A key leader of so-called Islamic State (IS) in Iraq’s Anbar province has been killed in a US-led coalition air strike, the Pentagon says.
Pentagon spokesman Peter Cook said Abu Waheeb and three others died when their vehicle was hit on 6 May near Rutba. “It is dangerous to be an Isil leader in Iraq and Syria nowadays,” Mr Cook added, using an acronym based on the former name of IS.
Abu Waheeb has falsely been declared dead on several previous occasions. The Pentagon described Abu Waheeb, who is also known as Shakir Waheeb, as the IS “military emir for Anbar”.
The jihadist group seized control of much of the predominantly Sunni Arab western province, Iraq’s largest, in 2014.
Born in 1986 and a former computer science student, Abu Waheeb was often described on monitoring sites as a rising star among IS. A former member of al-Qaeda in Iraq, a precursor of IS, he was arrested by US forces in Iraq in 2006 and sentenced to death but escaped from prison in 2012.
The following year, he gained notoriety for killing a group of Syrian lorry drivers travelling through Iraq. “We view him as a significant leader in Isil leadership overall, not just in Anbar province,” Mr Cook said. “Removing him from the battlefield will be a significant step forward.”

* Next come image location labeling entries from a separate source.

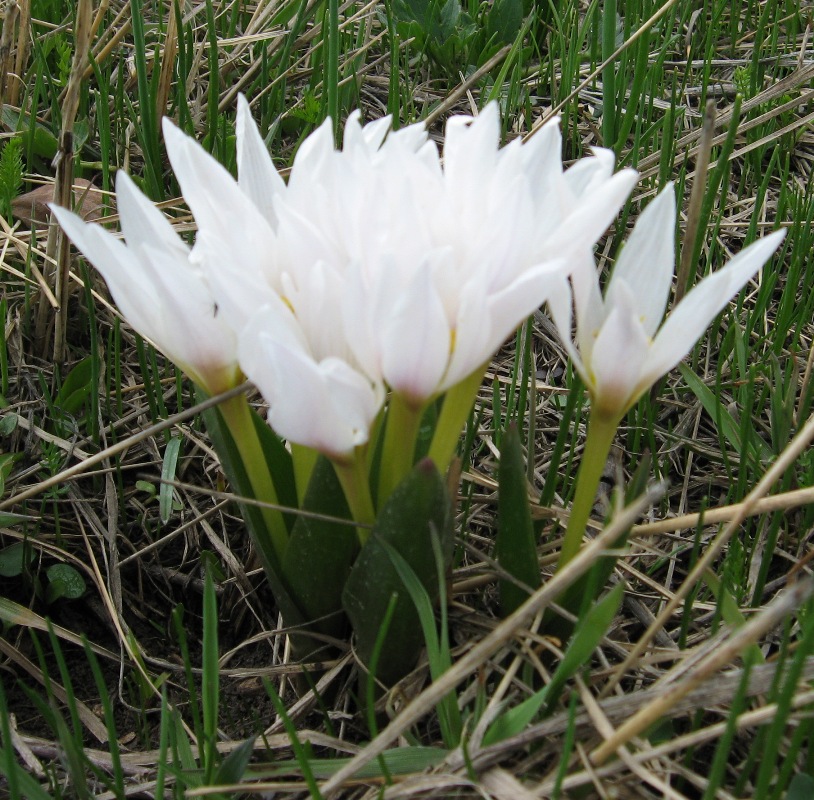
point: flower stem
(400, 433)
(454, 412)
(303, 458)
(352, 475)
(237, 415)
(601, 432)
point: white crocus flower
(622, 348)
(159, 289)
(434, 265)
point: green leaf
(437, 649)
(168, 466)
(720, 416)
(418, 509)
(504, 20)
(15, 558)
(515, 547)
(65, 581)
(8, 424)
(400, 761)
(801, 787)
(45, 144)
(234, 765)
(76, 388)
(590, 630)
(280, 466)
(320, 552)
(238, 479)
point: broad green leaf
(504, 20)
(279, 465)
(400, 761)
(76, 388)
(590, 630)
(45, 144)
(28, 786)
(515, 547)
(418, 509)
(320, 552)
(234, 765)
(801, 787)
(8, 424)
(15, 558)
(65, 581)
(166, 491)
(438, 655)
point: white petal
(327, 406)
(257, 176)
(191, 333)
(142, 223)
(135, 295)
(590, 308)
(214, 197)
(240, 289)
(617, 359)
(470, 147)
(647, 261)
(593, 214)
(416, 341)
(691, 317)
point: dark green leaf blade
(418, 509)
(516, 546)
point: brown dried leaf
(32, 207)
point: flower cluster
(375, 268)
(379, 279)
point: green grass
(209, 697)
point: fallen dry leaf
(32, 207)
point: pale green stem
(352, 476)
(400, 434)
(601, 432)
(237, 415)
(304, 459)
(455, 411)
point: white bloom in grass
(432, 266)
(622, 348)
(455, 256)
(159, 290)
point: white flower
(159, 290)
(621, 346)
(432, 266)
(458, 255)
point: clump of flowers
(375, 284)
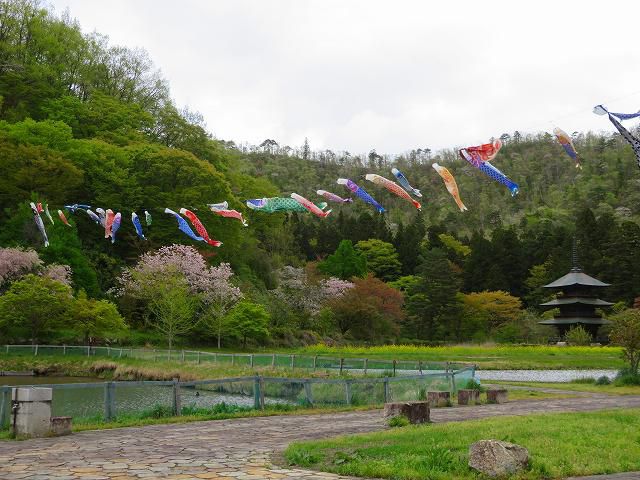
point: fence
(107, 400)
(252, 360)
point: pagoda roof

Abu Waheeb is the latest in a series of senior IS leaders reported to have been killed in US air strikes and special forces operations. Other targets include Abdul Rahman Mustafa al-Qaduli, an Iraqi known as Hajji Imam who was the group’s purported second-in-command, and Tarkhan Batirashvili, a Georgian known as Omar al-Shishani who was the “minister of war”. Despite the coalition campaign, IS still controls large swathes of Iraq and neighbouring Syria, where it proclaimed the formation of a “caliphate” in 2014.